One can only look back at history to have a glimpse of the future. Things at Liverpool should be no different. After a 2nd place finish in the last Premier League season, fans will no doubt be high on optimism. The departure of Luis Suarez has definitely sought to dampen some of this optimism.
The Reds have finished runners-up on two other occasions since the turn of the millennia, in 2001/02 under French manager Gerard Houllier and 2008/09 under the Kop favourite that is Rafa Benitez. However in each subsequent season, the Reds did not make the next step, and instead digressed significantly, losing pace with the rest of the top teams in the league, and finishing out of the Champions League places.
This is of course a cause of concern for Brendan Rodgers and the current Liverpool side, minus the 31-goals of Suarez. It will be interesting to see how Rodgers can not only somehow replace Suarez’s goals, but also ensure the Reds do not experience the same decline as that last two seasons.
Both 01/02 and 08/09 seasons, the Reds finished 2nd while competing in the Champions League, exiting in the quarters. They then failed to qualify from their group in the subsequent season, which in hindsight, were early signals of the season’s decline. This time around, the Reds finished 2nd without the burden of Europe’s elite competition, so they will be taking two extra steps this coming season, both trying to contend with the extra games as well as maintaining their elite status at home.
Owen, Heskey and …?
Houllier’s class of 01/02 contained three out-and-out strikers in Michael Owen, Emile Heskey, and a combination of Robbie Fowler and Nicolas Anelka. The prodigious talents of Owen saw him garner a haul of 19 league goals and 5 in the Champions League, while his support striker Heskey managed a respectable 9 league goals and 4 in Europe. For the first half of the campaign till his departure, Fowler found the net only 3 times and once in Europe, while his replacement Anelka went one better in the league, scoring 4. That meant Houllier’s strike force had an overall strike rate of 45 goals in all competitions, 35 in the league and 10 in the Champions League.

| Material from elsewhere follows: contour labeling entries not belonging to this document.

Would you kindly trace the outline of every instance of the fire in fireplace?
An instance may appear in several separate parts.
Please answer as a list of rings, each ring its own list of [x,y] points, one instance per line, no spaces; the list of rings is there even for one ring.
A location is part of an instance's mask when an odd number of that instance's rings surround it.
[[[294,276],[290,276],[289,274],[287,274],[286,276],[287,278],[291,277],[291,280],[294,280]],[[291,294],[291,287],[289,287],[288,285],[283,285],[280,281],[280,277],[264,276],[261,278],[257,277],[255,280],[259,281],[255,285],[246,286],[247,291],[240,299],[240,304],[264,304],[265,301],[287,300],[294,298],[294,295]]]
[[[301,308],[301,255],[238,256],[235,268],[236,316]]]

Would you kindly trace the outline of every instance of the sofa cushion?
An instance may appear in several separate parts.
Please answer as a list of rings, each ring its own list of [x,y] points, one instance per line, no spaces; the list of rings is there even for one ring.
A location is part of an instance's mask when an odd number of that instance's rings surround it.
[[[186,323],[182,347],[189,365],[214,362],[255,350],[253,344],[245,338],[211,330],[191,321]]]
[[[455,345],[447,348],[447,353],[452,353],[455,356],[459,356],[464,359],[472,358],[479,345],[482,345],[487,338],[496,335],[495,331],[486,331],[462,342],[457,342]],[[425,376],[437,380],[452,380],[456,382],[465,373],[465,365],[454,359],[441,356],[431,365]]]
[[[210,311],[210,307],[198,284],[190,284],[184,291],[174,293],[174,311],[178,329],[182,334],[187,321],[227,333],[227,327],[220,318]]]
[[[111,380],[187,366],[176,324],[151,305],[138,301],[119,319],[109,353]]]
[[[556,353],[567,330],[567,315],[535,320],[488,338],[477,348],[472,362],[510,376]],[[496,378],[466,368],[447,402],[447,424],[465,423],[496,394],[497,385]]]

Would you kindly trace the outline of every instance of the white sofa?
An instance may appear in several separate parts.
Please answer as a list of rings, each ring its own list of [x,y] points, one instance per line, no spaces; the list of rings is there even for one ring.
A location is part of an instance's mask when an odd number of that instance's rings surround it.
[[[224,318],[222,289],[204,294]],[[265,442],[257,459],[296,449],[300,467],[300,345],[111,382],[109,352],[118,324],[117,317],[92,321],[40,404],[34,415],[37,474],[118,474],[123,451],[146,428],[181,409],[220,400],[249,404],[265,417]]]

the classic little & large rarely seen nowadays
In the following season, leading frontmen Owen continued his goalscoring streak with another 19 league goals and 4 in Europe, while new man Milan Baros found the net 9 times in the league and once in the Champions League. The only other striker in Heskey scored 6 at home and 3 on the continent. This trio of strikers had a combined total of 42 in all competitions, and this difference of just 3 goals meant the quality of Houllier’s strike force did not drop.
This trend was quite similar amongst Liverpool’s goalscoring midfielders in those two seasons. In 01/02, veteran midfielder Jari Litmanen, Danny Murphy and an emerging Steven Gerrard all combined for 18 goals in all competitions. In the next year, new signing El Hadji Diouf, Gerrard and Murphy scored 15 goals between them, signalling a similar 3 goal drop, which should have meant little in the grand scheme of things.
However, for any team to improve or maintain their lofty position, the difference had to be on the onus of the midfielders to get more goals. In this case, Litmanen’s replacement, Diouf, did not even manage to match his predecessor’s tally, and this led to a drop of 3 positions in the league standings.
The partnership of Torres and Gerrard
Benitez had the fearsome duo of Fernando Torres and Gerrard during the highs of the 08/09 season and the lows of the 09/10 campaign. In the initial title-chasing year, Torres, beset by injuries, still managed a good return of 14 league goals and another 2 in Europe. His young back-up, David N’Gog, could only score 3 goals in all competitions, while Robbie Keane’s single half-season at the club resulted in 5 league goals and 2 in the Champions League.
they scored their fair share, but could not stop the slump
In the following season that ended in a disastrous 7th place finish, Benitez could only call upon Torres and N’Gog, following Keane’s departure in January of the previous season. Ironically, Torres and N’Gog managed to combine for 3 more goals than the 08/09 season. The Spaniard shrugged off his injury worries to record an excellent return of 18 league goals and 4 in the Champions League, while N’Gog steadily improved with a tally of 5 at home and 2 on the continent. What was the problem here then?
Similar to the dramatic fall at the start of the millennia, the top two goalscoring midfielders in the squad saw their numbers fall. Forward-turned-winger Dirk Kuyt grabbed 15 in all competitions in the 08/09 season, but could only manage 9 the following year. Gerrard himself scored a massive 23 goals in all competitions in the title-chasing campaign, but only managed 11 the following season. The effect was huge, to the extent that the 3 extra goals scored by the forwards could not compensate for the 18 goal decrease from Kuyt and Gerrard. This thus resulted in a even larger fall in their league standing, a further drop of two places compared to the 02/03 season. Goals from midfield proved to be the side’s downfall, and what ultimately led to Benitez’s sacking.